When we first meet Sentaro he is a fairly angry man that lacks scope and direction. He has taken a few wrong turns in life and is on the brink of giving up. His two sole purposes are to drink and to work at Doraharu to settle a debt and he does not wish to work a day longer than is absolutely necessary. Doraharu is a confectionery shop whose speciality is Dorayaki. Dorayaki is a pancake filled with the sweet bean paste synonymous with the title. 
Sentaro is distracted and can't make sweet bean paste to save his life. He has little care and attention for what he is doing and is coasting through the days. This is until the day he meets Tokue, an elderly lady who is desperate to work in the shop. She is rebuffed numerous times by Sentaro as being too elderly, too infirm and not up to the job. Sentaro relents and it is a good job he does as Tokue makes the greatest sweet bean paste he has ever tasted and the shop begins to become very successful. That is until people start making judgments based on things they don't understand and the past slowly starts to impact on the present for both Sentaro and Tokue. 

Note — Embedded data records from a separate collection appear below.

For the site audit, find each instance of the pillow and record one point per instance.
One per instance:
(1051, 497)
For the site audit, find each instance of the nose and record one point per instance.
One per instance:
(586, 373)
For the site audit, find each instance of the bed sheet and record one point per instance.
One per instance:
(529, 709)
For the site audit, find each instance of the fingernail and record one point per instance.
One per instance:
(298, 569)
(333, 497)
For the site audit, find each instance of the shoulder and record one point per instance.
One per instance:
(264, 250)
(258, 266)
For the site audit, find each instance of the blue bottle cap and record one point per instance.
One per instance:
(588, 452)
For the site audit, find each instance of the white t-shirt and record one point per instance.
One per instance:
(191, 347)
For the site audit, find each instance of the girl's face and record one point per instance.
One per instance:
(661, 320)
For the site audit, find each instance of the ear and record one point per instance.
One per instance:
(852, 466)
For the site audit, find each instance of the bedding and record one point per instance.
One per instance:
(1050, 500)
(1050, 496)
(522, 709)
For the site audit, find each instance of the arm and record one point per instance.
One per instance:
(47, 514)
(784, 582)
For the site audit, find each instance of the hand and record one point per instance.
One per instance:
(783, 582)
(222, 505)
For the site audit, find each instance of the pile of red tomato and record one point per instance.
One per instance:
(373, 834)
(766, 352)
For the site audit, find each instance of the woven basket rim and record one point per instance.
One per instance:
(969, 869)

 I simply adored what is on the surface a very simple story of an unlikely friendship but upon digging a little the reader is presented with an exploration of prejudice, injustice and the judgment of others and the healing and redemptive power of acceptance. 
The prose here is simply sublime. I could almost sense myself walking down the street of cherry blossom and feel the wind wafting the scents of that and the sweet pancakes on the breeze. Ultimately a very moving story and one that I will remember for some time to come. 
A perfect book to continue my exploration of Japanese fiction. Would love to hear of any other recommendations that people have. 
About the Author:  
Durian Sukegawa studied oriental philosophy at Waseda University, before going on to work as a reporter in Berlin and Cambodia in the early 1990s. He has written a number of books and essays, TV programmes and films. He lives in Tokyo.

Alison Watts is a freelance translator, translating literature from Japanese into English. She lives in Ibaraki, Japan.